ChocoPy2Bril: Translating ChocoPy to Bril
Introduction
The primary goal is to create a compiler frontend, named “ChocoPy2Bril”, that translates a core subset of the ChocoPy language directly into the Bril representation. This project will focus on the AST traversal and code generation phase by leveraging an existing ChocoPy parser to handle lexical analysis and syntax analysis.
Specifically, we supported the following functionalities of ChocoPy:
- Primitive Types: Integers and Booleans (int, bool).
- Basic Operations: Arithmetic (+, -, *, /), Relational (==, !=, <, >, <=, >=), and Logical (and, or, not).
- Variables: Local variable declaration and assignment.
- Control Flow: Conditional statements (if/else) and simple iteration (while loops).
- Functions: Function definition, argument passing, and return statements.
Note: we were originally also planning on supporting modulo, but due to Bril not having a modulo operator, we were forced to leave it out.
Project Design and Implementation
For the simplicity of this project, we decided to focus on a subset of ChocoPy that includes primitive types, basic operations, variable declarations and assignments, control flow statements, and function definitions.

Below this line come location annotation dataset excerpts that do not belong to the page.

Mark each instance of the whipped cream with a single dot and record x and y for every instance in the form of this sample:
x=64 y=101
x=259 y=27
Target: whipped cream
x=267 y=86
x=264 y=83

We decided on these primatives as we felt that we could cover a reasonable amount of simple program functionalities alone with these primativs.
Without too much difficulty, we were able to familiarize ourselves with ChocoPy’s grammar, and we had to settle on how we were planning on implementing the translation from ChocoPy to Bril. At the recommendation of Professor Sampson, we focused on efforts on the AST translation, instead of actually building the AST from scratch, as this would be a really tedious, time consuming, and fairly non-trivial task to do. This allowed us to focus on the code generation phase of the compiler, which was our main goal. The next step in the design would be to decide how we were going to generating the AST from the ChocoPy program. Originally, we thought that the simplest solution would be to use the built in Python AST module to generate the AST from the ChocoPy program. However, we soon realized that there were small nuances between the ChocoPy grammar and the Python grammar, which made this approach infeasible. After some research, we found that there were multiple existing ChocoPy parser implemented in Python, which we were able to leverage to generate the AST for us. We ended up deciding to use yangdanny97/chocopy-python-compiler (Danny Yang’s parser) as our ChocoPy parser, as it was fairly well documented and seemed easy to use.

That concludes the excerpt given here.